KEYSTONE/AP/FRANCOIS MORI

(sda-ats)

Les lois pour combattre le terrorisme en Europe sont discriminatoires. Elles ont affecté des populations de manière disproportionnée, dénonce mardi Amnesty International (AI) dans un rapport. Musulmans et migrants sont les premiers visés.

L'enquête sur ces lois qu'AI qualifie d'"orwelliennes" porte sur 14 Etats membres de l'UE et sur leur réaction depuis 2015 face aux attentats, notamment en France, en Belgique et en Allemagne. Les autres pays passés au crible sont: l'Autriche, la Bulgarie, le Danemark, l'Espagne, la Hongrie, l'Irlande, le Luxembourg, les Pays-Bas, la Pologne, le Royaume-Uni et la Slovaquie.
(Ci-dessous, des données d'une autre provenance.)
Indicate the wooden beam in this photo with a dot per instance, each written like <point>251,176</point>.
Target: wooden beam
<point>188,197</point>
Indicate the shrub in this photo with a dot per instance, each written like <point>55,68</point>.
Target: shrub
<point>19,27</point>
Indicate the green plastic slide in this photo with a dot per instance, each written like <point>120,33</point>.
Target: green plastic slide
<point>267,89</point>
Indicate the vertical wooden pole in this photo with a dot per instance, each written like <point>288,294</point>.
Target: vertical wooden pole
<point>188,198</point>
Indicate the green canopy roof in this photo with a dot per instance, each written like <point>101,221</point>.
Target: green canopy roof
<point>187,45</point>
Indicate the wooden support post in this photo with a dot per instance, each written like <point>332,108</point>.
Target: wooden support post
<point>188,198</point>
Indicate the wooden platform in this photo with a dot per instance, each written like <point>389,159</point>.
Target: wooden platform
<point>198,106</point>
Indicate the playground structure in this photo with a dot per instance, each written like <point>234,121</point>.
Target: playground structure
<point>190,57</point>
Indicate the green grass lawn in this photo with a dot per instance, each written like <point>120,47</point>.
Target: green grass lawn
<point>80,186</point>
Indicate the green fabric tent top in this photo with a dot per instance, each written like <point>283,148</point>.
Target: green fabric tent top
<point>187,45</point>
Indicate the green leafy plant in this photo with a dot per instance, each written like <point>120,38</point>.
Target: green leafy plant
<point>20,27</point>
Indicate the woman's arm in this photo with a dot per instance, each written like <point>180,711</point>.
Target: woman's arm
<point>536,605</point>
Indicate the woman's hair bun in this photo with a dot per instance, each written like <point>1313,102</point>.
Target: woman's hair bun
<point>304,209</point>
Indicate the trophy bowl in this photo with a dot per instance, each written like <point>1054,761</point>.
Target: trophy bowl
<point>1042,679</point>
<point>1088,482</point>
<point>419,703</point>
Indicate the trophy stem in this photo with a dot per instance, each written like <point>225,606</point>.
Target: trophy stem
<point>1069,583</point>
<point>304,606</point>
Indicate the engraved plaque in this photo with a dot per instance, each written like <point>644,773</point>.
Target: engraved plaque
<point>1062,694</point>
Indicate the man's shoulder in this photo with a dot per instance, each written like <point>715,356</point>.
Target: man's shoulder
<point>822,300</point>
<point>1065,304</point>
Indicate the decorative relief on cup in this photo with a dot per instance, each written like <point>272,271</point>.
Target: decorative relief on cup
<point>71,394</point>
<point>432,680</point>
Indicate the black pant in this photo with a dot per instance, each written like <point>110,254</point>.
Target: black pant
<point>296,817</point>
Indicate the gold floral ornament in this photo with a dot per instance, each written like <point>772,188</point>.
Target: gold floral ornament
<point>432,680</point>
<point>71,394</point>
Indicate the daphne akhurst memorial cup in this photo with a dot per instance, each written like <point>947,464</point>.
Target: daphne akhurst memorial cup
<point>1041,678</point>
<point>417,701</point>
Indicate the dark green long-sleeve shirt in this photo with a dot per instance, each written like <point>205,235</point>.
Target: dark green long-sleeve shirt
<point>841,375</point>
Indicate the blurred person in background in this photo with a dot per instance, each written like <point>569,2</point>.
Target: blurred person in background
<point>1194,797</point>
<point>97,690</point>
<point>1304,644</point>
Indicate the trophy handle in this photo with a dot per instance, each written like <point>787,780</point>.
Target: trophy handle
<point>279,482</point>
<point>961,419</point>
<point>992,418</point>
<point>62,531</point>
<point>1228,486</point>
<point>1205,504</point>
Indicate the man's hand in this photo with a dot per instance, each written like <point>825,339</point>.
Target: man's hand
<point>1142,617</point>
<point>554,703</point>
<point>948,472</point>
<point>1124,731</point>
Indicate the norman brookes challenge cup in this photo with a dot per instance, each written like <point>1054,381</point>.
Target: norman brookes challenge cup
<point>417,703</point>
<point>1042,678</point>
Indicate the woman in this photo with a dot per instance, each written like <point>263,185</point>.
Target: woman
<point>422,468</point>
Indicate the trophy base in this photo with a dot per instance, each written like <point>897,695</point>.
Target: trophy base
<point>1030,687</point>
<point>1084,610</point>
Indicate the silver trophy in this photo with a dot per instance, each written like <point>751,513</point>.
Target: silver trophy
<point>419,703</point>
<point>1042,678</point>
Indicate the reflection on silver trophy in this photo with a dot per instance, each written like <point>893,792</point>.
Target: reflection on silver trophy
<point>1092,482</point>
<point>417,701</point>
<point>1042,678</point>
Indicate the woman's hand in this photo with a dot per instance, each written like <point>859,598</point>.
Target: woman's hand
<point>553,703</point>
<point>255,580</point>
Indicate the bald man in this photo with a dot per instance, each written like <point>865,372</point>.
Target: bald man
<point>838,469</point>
Ces attentats ont conduit les gouvernements à adopter une série de lois de sécurité ou à proclamer, comme en France, l'état d'urgence.

AI y voit un changement radical: "L'idée selon laquelle le rôle du gouvernement est d'assurer la sécurité pour que la population puisse jouir de ses droits a laissé place à l'idée que les gouvernements doivent restreindre les droits de la population afin d'assurer la sécurité."

Risques d'abus

"Dans tout l'espace régional de l'Union européenne, nous observons des musulmans et des étrangers être assimilés à des terroristes", déclare Julia Hall, spécialiste pour AI des questions liées à l'antiterrorisme et auteur de ce rapport. "Ce stéréotypage affecte de manière si disproportionnée ces communautés qu'il conduit à un haut degré de peur et d'aliénation", a-t-elle ajouté mardi.

Elle prévient que les mesures "draconiennes" de surveillance et les pouvoirs élargis de perquisition, d'arrestation et de détention comportent un risque d'abus et d'utilisation contre des militants ou des groupes minoritaires qui ne sont pas une menace véritable.

"Des pouvoirs destinés à être exceptionnels prennent un caractère de plus en plus permanent dans le droit national", déplore AI. Ce rapport fait observer qu'en France en 2015, les tribunaux ont prononcé 385 peines pour "apologie du terrorisme", dont un tiers contre des mineurs.

Confusions faciles

L'organisation de défense des droits humains note aussi que des personnes "ressemblant à des suspects" sont victimes de discrimination. AI déplore ainsi que "des passagers ont été contraints de descendre d'avion au prétexte qu'ils 'ressemblaient à des terroristes'".

Par ailleurs, "en France, des femmes se sont vues interdire le port du maillot de bain intégral sur la plage", ajoute le rapport d'AI en allusion à la polémique de l'été dernier autour du burkini.